Im Zuge der Umgestaltung des Platzes „Am Sande“ zur Jahrtausendwende entstand die Idee, vor der IHK erneut einen Brunnen zu errichten. Zu diesem Zweck gab es einen Wettbewerb, in dessen Rahmen sich ein Schiedsgericht für einen neuen Entwurf aussprach. Zeitgleich wurde auch die erneute Wiederaufstellung des Reichenbach-Brunnens an seinem ursprünglichen Platz angeregt.
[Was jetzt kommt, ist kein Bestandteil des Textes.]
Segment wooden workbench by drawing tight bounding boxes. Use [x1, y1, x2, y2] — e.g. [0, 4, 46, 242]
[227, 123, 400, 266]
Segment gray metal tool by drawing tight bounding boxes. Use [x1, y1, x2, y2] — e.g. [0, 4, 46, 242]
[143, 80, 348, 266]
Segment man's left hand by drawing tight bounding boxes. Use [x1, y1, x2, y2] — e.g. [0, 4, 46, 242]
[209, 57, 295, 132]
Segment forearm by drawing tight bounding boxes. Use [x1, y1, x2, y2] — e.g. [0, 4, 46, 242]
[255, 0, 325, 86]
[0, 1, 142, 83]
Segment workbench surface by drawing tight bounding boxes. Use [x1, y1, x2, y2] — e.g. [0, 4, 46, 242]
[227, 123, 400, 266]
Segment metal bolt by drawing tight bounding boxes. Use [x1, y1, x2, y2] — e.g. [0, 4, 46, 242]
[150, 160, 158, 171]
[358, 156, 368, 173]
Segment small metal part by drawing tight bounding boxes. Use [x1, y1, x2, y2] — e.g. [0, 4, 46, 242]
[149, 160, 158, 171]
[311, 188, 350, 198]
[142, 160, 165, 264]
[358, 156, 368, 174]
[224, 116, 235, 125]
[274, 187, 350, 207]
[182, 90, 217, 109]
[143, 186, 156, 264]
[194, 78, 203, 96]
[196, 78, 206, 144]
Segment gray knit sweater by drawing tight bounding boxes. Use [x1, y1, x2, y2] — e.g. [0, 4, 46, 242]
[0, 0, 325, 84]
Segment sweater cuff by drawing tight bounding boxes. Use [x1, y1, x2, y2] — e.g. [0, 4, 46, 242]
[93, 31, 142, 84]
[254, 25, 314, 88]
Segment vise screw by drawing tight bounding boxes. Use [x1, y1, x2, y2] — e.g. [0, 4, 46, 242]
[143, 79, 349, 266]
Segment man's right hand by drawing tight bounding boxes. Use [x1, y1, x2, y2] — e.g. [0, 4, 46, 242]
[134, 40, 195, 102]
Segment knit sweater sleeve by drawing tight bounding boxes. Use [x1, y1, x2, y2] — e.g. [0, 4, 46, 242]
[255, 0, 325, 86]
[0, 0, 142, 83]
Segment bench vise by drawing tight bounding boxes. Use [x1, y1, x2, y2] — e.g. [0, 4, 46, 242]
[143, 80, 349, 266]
Die Brunnenfrage resultierte in Streitigkeiten, die schließlich darin endeten, dass auf einen Brunnen am Sande verzichtet wurde und der Reichenbach-Brunnen seine Position am Reichenbachplatz behält.

 

4 Kommentare

  1. Obiger Beitrag ist unvollständig und enthält diverse „Ungenauigkeiten“. Einiges soll hier richtig gestellt, bzw. ergänzt werden:
    Die Stadt widmete den Brunnen zwar seinem Ehrenbürger und Senator, bezahlt hat er den Brunnen aber vollständig ganz alleine. Die Stadt war viel zu klamm, schon damals.
    Der Brunnen wurde von seinem ursprünglichen Standort 1943 unter Einsatz von Zwangsarbeitern zeitgleich mit dem Einzug der „Gauwirtschaftskammer“ (heute wieder Industrie u. Handelskammer) in das dahinter liegende Gebäude abgerissen. Dass dies zugunsten eines genau dort anzulegenden Feuerlöschteichs erfolgen musste, ist „Nazinarrativ“.
    Die Brunnenfigur wurde erst wieder in den 1960-er Jahren im Park an der Frommestr. aufgestellt. Bis dahin war der Brunnen samt seiner Figur in Gänze auf dem städt. Bauhof verschwunden.
    Die Wiedererrichtung des Brunnens 1983 am Reichenbachplatz erfolgte ohne jeden finanziellen Beitrag der Stadt.
    Ausgerechnet der Verein Lüneburger Kaufleute unternahm es ab der Jahrtausendwende den ursprünglichen Standort des Reichenbachbrunnens mit einem anderen Brunnen zu „besetzen“, zur Feier des 100-jährigen Bestehens ihres Vereins. Dazu muss man wissen, dass der Gründer und erster Präsident dieses Vereins der Sohn des Reichenbachbrunnenstifters Joh. Reichenbach, Hermann Reichenbach war. Der wiederum war nach kurzer IHK-Präsidentschaft 1933 von den Nazis zum Rücktritt gezwungen worden. Im Folgenden verlor er sämtliche Ämter, zuletzt auch sein Senatorenamt, weil er weder bereit noch in der Lage war für seine Familie einen „Ariernachweis“ zu erbringen. Hermann R. war mit der Tochter eines ostpreussischen jüdischen Getreidehändler verheiratet. Mein Urgroßvater Hermann Reichenbach starb 1935. Seine einziges Kind seine Alleinerbin Käte Staak geb. Reichenbach war 1942 unter bis heute nicht vollständig erforschten Umständen die Fabrik an den Barackenfabrikanten Rabe zu verkaufen.
    Das mindestens geschichtsvergessene Brunnenprojekt des VLK konnte buchstäblich in letzter Sekunde verhindert werden. Der eigens für dieses Projekt gegründete Unterverein des VLK, der gemeinnützige Verein „Grapengießer-Brunnen Verein am Sande e.V.“ gab zur endgültigen Aufgabe seines Projekts im Jahre 2015 eine fadenscheinige aber gesichtswahrende, aber nachweislich falsche Begründung ab und verkündete gleichzeitig den einstimmig gefassten Beschluss seiner Auflösung. Diese ist bis heute den 17.Oktober 2019 nicht erfolgt. Stattdessen versuchen der VLK resp. der „Brunnenverein“ bis heute Einfluss auf unterschiedliche Brunnenprojekte von „dritter Seite“ am kontaminierten Ort zu nehmen.

    1. Hallo Herr Sander,

      wir haben die Kommentarfunktion für diesen Beitrag nun freigeschalten.
      Vielen Dank für Ihre Hinweise, wir werden diesen nachgehen und den Beitrag dementsprechend überprüfen.